Four UN special rapporteurs for human rights have asked Malaysia when it intends to accept their long-standing request for a visit to ensure compliance with international standards.
In a statement today condemning the crackdown on local human rights activists and dissenters, particularly Bersih chairperson Maria Chin Abdullah, the human rights experts reminded the government they had made these requests since 2011.
“Special rapporteurs Maina Kiai and David Kaye recalled their pending requests to visit Malaysia, sent in 2011 and 2013, and 2014 respectively.
“We hope the government will respond positively to these long-standing requests, with a view to ensuring that the state’s legislation and practices comply with international human rights norms and standards”, said the rapporteurs.

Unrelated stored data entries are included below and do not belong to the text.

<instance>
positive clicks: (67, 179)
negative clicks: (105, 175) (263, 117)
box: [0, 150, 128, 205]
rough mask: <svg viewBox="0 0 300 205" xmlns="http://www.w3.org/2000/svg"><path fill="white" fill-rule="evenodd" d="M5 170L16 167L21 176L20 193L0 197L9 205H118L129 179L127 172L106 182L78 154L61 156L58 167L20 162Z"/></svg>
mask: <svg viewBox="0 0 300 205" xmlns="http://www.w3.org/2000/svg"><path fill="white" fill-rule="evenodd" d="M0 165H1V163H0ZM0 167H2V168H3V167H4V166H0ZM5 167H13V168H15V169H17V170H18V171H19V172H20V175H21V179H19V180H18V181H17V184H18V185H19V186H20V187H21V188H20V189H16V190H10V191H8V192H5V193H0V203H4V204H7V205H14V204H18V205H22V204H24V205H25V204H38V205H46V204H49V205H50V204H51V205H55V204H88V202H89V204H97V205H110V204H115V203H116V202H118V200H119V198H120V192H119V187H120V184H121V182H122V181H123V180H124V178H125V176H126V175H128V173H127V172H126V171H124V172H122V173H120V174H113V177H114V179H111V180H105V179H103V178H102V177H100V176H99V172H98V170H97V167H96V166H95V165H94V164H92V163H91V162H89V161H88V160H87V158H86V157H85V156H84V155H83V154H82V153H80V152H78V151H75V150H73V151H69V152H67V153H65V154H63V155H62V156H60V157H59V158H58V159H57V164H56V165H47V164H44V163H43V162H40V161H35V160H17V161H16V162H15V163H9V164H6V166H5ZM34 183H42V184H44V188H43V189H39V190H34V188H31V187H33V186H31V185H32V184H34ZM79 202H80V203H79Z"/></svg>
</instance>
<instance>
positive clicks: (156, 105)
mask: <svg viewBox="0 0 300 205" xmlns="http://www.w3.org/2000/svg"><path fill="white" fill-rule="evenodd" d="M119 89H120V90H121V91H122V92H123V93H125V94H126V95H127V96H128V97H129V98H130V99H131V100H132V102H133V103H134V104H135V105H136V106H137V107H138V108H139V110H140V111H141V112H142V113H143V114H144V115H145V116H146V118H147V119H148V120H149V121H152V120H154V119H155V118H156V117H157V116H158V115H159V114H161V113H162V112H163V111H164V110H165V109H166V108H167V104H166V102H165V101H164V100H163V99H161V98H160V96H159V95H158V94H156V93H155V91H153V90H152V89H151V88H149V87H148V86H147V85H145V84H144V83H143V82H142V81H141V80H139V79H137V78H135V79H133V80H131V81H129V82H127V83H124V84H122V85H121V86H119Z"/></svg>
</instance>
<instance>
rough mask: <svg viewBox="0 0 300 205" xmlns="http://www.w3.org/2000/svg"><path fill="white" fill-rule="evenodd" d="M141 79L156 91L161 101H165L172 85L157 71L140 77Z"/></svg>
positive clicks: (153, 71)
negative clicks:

They expressed concern particularly over the use of the Security Offences Special Measures Act 2012 (Sosma) as setting a “troubling precedent”.
“Although (Maria) has now been released, the detention of a prominent woman human rights defender under Sosma sets a troubling precedent, by suggesting that democratic participation can be a threat to national security,” they said.
“Her arrest will clearly have a chilling effect on civil society participation.”
The four are UN special rapporteur on the rights to freedom of peaceful assembly and of association Kiai, rapporteur on the promotion and protection of the right to freedom of opinion and expression Kaye, rapporteur on the situation of human rights defenders Michel Forst, and the chairperson-rapporteur of the working group on the issue of discrimination against women in law and in practice Alda Facio.
They pointed out Sosma specifically states that no individual will be arrested under the law for ‘political activity’ or ‘belief’.
‘Receiving funds a right’
On allegations of Bersih having received foreign funds, the quartet said receiving funds is a basic human right.
“We are dismayed at these allegations and wish to remind the government of Malaysia that the ability to receive human, material and financial resources from domestic, foreign and international sources is a vital part of the right to freedom of association.
“The allegation that an organization might have received foreign funding in the past is not a legitimate ground to arrest and detain a human rights defender exercising her rights to freedom of expression, peaceful assembly and association,” they stressed.
They therefore urged the authorities to stop targeting human rights defenders such as Bersih and Empower under national security legislation.
Meanwhile, Bersih in their message today on World Human Rights Day 2016, said Maria’s detention was “one of the most recent and flagrant transgressions of human rights”.
The electoral reform group in a statement today said attacks on activists continue even after Bersih 5 and the release of Maria.